Thursday, August 06, 2009

Words Without Pictures

Words Without Pictures, the online essay, discussion and interview site created by the LAMCA Photo. Department, Charlotte Cotton, Alex Klein and Stephanie Ford, is now available as a book. While originally available as PDFs on the site, the essays along with new content, transcripts of discussions at the LAMCA, and reader responses, have been compiled into a fantastic book. Evolving out of Cotton's equally engaging, but now defunct site, Tip of the Tongue, the anthology brings together some of the most prominent contemporary photographers and critics - including Walead Beshty, Jason Evans, Charlotte Cotton, George Baker, Sze Tsung Leong, Paul Graham, Shannon Ebner, James Welling and many more. Rather than seek a publisher, the editors have taken the rather brilliant move and used lulu, the print-on-demand service, to print and distribute the book. Considering the project's effort to offer a contemporary assessment of photography and photographic practice, the effort to bypass a more institutional publisher, and publishing's frequent lag time, is smart.

As probably the most interesting, and fiercely contemporary, book on photography I've read in a while, I love the risk the book takes. Rather than offer safe assessments of photography, the essays map and explore new territory in photography. Charles Traub and I were lucky enough to contribute a small part with an excerpt from our book - The Education of a Photographer - in the questionnaire section.

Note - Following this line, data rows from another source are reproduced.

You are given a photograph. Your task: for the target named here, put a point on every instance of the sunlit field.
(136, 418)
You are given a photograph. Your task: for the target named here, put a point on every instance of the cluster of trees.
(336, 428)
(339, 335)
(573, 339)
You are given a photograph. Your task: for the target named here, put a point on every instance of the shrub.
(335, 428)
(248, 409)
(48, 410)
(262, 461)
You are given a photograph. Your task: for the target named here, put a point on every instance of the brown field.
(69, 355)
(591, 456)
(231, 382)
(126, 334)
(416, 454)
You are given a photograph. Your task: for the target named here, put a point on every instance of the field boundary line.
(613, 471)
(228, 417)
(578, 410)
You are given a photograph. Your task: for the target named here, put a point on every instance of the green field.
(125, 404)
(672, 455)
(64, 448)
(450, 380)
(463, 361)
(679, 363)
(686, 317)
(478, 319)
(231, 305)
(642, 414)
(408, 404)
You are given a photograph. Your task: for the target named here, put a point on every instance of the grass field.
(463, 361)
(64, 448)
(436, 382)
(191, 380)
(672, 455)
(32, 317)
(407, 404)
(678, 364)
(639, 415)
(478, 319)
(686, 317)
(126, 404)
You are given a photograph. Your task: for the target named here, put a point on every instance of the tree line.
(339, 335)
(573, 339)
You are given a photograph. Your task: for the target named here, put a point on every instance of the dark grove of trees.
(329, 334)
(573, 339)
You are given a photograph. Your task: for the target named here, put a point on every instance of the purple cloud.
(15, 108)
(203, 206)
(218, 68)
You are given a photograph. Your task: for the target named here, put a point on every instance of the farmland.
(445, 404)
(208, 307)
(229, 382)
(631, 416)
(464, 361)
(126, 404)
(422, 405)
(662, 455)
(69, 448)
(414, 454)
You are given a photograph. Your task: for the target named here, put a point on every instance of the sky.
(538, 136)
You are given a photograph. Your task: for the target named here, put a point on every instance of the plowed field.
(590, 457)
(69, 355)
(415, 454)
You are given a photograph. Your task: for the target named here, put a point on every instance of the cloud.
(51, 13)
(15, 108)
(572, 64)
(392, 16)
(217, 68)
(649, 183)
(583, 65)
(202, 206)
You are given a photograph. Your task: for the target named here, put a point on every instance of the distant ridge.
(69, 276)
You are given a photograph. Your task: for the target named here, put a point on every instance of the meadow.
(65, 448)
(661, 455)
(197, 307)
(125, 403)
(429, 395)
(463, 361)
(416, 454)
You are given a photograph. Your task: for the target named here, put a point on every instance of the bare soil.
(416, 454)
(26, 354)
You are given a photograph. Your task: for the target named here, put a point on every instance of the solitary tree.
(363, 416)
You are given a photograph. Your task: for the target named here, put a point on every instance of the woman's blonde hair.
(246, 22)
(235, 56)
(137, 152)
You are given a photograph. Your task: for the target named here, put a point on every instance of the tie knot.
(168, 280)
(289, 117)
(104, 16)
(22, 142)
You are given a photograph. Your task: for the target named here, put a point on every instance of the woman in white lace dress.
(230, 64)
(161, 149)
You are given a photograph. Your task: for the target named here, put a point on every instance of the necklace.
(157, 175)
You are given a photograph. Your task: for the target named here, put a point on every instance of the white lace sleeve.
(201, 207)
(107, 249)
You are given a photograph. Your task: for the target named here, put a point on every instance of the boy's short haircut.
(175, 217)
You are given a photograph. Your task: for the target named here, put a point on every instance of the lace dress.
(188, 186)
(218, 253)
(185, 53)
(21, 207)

While very different from our somewhat theory-averse book, WWP led me to reflect on the challenges of putting together a book of this nature and more broadly how texts shape the medium.

One of the difficulties of editing any book on photography, where accepted truths and texts are well established and entrenched, is creating something new. By staking a claim in the present, WWP does not attempt to usurp the canonical texts of photography, but rather offer new ones that grapple with the issues shaping contemporary practice. For our own book, TEOP, we intentionally excluded certain texts that still dominate most photography anthologies (i.e., Sontag, Barthes etc...) and tried to compile something more idiosyncratic, diverse and unique. Limited by budget, we could not get a lot of the pieces or include certain photographers we wanted. Given these limitations, we made an effort to get pieces that didn't just discuss someone's work or retread know issues, but touched on something deeper about what it means to be a photographer.

It's often hard to follow the life of a book as it enters the world. Is it possible to shake off the ghosts of the past, or does one just learn to live with ghosts? Even with a publisher, understanding how, when or if a book has been received and digested can be hard to parse. My only concern with WWP, as a print-on-demand book, is that enough copies enter the world, so that its prescient and diverse discussions, raised so eloquently, have the opportunity to percolate, ferment and enter the contemporary dialogue shaping it for years to come.


Sean said...

I read a number of these essays online and found them very interesting - the comments also. Indeed, I quoted one or two in my Masters.

As you rightly question though, what is the life of such a book? I know a number of people who have published through (including myself) with little reward or feedback and there is this danger with this book also. You raise similar points in relation to photography books published through Blurb...

One way to approach to this is, while still producing a book through such on demand platforms, to limit the number and sell them personally rather than through the Blurb/Lulu. This also allows a greater quality control - I have seen and recieved some poorly set out books from Lulu in the past, once with someone-elses book printed in the middle section of the book I had ordered!

Well, I guess I best look to ordering myself a copy...

Best, Sean.

Adam said...

Thanks for the comment. Printing and selling the books yourself is definitely a good option - but may decreases the potential reach of the book as well (depending on the quality of the work, distribution and your marketing). Rob Hornstra is a good example of a successful contemporary photographer who prints his own books and funds them with advance sales and print offers. With all its problems, POD is still an exciting option for photographers, artist and writers.